例えば、いきなり三次元で考えると難しいので、二次元(x-y平面)の正方格子で考えます。基本格子ベクトルa1,a2から実際に基本逆格子ベクトルb1,b2を計算してみてください。y軸方向のベクトルと、x軸方向のベクトルになったと思います。
基本逆格子ベクトルb1とb2を線形結合をとることにより、一般の逆格子ベクトルGが得られますが、ゼロベクトルを別とすれば、逆格子ベクトルGの中で大きさが最も小さいのは、b1,b2含めて全部で4つですよね。この4つのベクトルを原点から書いてみて下さい。

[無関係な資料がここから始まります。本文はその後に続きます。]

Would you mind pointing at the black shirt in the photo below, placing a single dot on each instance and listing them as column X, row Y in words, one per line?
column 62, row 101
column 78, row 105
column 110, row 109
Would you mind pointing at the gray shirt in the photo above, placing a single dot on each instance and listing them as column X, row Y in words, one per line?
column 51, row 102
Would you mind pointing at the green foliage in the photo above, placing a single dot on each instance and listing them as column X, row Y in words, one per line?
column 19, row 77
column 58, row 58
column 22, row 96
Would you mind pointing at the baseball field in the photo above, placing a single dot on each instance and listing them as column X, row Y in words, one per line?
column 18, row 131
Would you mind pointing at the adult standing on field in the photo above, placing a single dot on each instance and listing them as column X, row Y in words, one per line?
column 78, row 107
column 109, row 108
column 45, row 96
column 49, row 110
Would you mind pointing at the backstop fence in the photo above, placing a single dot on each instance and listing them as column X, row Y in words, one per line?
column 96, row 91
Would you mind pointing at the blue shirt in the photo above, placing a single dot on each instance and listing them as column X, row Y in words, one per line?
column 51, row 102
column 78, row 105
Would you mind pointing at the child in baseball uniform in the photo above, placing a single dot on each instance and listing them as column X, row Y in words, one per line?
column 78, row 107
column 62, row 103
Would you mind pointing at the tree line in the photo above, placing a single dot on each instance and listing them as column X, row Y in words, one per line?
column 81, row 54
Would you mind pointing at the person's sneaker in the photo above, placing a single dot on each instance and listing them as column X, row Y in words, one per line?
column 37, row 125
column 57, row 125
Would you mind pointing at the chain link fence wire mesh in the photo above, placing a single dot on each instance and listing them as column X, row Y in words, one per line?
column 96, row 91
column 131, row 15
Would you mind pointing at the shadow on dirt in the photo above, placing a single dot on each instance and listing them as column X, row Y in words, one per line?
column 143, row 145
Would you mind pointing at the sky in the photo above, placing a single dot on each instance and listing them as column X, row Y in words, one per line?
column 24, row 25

で、結論から言いますと、これらのベクトルの垂直二等分線で囲まれた領域(四角形)がブリユアンゾーンとなるわけですが、それは何故かを考えます。
いま、
(1)このような四角形を逆格子ベクトルだけ移動させて張り合わせていくと、全平面を埋め尽くすことができますよね。また、
(2)四角形の内側の点から逆格子ベクトルだけ離れた点はすべて四角形の外側にあることになります。(つまり、ブロッホ波の波数kの周期的な任意性による重複がこの四角形の中にないってこと。)
ブロッホ波の波数kの任意性の周期は基本逆格子ベクトルですから・・・・もうこの四角形の内部の点だけを考慮すればいいことになりますよね!だから、こうやって定義された四角形はブリユアンゾーンとなるわけです。

この考え方が他の構造にも適用できます。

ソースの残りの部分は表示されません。